What Is the Guinea Franc (GNF)?
GNF is the currency abbreviation for the Guinea franc, the national currency of the Republic of Guinea, a country in West Africa.
The Republic of Guinea was formerly known as French Guinea; today it is often referred to as Guinea-Conakry, which refers to the name of its capital city to distinguish it from its neighboring country Guinea-Bissau. As of Q1 2021, US $1 is equal to roughly 10,000 GNF.
- The Guinea franc (GNF) is the national currency of the African nation of Guinea.

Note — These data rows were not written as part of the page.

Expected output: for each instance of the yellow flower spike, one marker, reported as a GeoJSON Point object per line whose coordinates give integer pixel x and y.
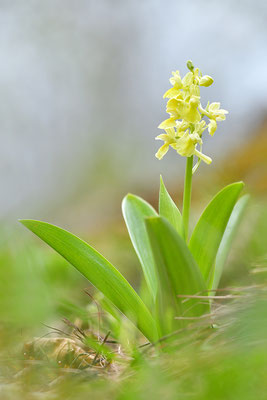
{"type": "Point", "coordinates": [185, 127]}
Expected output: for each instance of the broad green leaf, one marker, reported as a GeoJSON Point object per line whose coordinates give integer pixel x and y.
{"type": "Point", "coordinates": [229, 234]}
{"type": "Point", "coordinates": [178, 274]}
{"type": "Point", "coordinates": [135, 210]}
{"type": "Point", "coordinates": [169, 210]}
{"type": "Point", "coordinates": [100, 272]}
{"type": "Point", "coordinates": [208, 232]}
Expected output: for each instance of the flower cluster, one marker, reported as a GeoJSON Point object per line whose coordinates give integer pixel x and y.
{"type": "Point", "coordinates": [186, 124]}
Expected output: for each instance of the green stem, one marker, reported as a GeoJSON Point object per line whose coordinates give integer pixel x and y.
{"type": "Point", "coordinates": [187, 194]}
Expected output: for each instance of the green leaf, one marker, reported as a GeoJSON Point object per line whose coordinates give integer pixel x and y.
{"type": "Point", "coordinates": [100, 272]}
{"type": "Point", "coordinates": [208, 232]}
{"type": "Point", "coordinates": [178, 274]}
{"type": "Point", "coordinates": [229, 234]}
{"type": "Point", "coordinates": [135, 210]}
{"type": "Point", "coordinates": [169, 210]}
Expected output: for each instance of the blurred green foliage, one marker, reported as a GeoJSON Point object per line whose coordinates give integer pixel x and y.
{"type": "Point", "coordinates": [37, 286]}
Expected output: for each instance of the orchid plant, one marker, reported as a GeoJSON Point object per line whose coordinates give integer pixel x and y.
{"type": "Point", "coordinates": [175, 266]}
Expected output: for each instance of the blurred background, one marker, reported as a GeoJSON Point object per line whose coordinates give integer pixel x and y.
{"type": "Point", "coordinates": [81, 85]}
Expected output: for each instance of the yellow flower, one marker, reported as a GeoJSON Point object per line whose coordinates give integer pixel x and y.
{"type": "Point", "coordinates": [205, 80]}
{"type": "Point", "coordinates": [212, 127]}
{"type": "Point", "coordinates": [168, 138]}
{"type": "Point", "coordinates": [186, 146]}
{"type": "Point", "coordinates": [186, 124]}
{"type": "Point", "coordinates": [189, 110]}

- The country used the common area currency the CFA franc until its independence in 1958.
- The GNF freely floats on the international currency markets.
Understanding the Guinea Franc (GNF)
The GNF is actually the second franc used as a currency in the country. Guinea was a French colony and gained its independence in 1958. Prior to this, the currency used in Guinea was the CFA franc, which—between 1945 and 1958—was an abbreviation for the franc for “colonies françaises d'Afrique,” or former French colonies in Africa.
In 1959, after Guinea’s independence, the first Guinean franc was issued as the country’s currency. It was then replaced by the Guinean syli, which was used in the country from 1971 to 1985. In 1985, the second Guinean franc replaced the syli at par.
Guinea's economy is fueled by a rich reserve of minerals, gold, high-grade iron ore, and diamonds. Additionally, it boasts the world’s largest reserves of bauxite, which is one of the main exports for the West African nation. However, the country, which has a GDP of $12.3 billion, has faced stalled economic growth because of political instability. Additionally, the Ebola virus slowed down Guinea’s economic growth in 2014 and 2015. However, the country’s economy grew at a rate of 5.6% in 2019, the most recent year for which data is available.
The GNF and CFA Franc
Guinea used to be part of the franc zone of former French colonies, using the CFA franc as its official currency until its independence. Many of its neighboring nations—14 West African countries in total, 12 of which are former French colonies—still use the CFA franc. Together, they make up the African Financial Community.
The CFA was created in 1945, after World War II, to keep from devaluing money in French colonies. Prior to this, currencies in the French colonies were pegged to the French franc, which was devalued with the signing of the Bretton Woods agreement in 1944.
When it was introduced in 1945, the exchange rate was 1 CFA to 1.70 French francs, shifting from 1 CFA to 2 French francs in 1948. The currency kept parity when France switched its currency from the French franc to the euro. The current fixed exchange rate for the CFA to the euro is 1 euro to 655.96 CFA francs.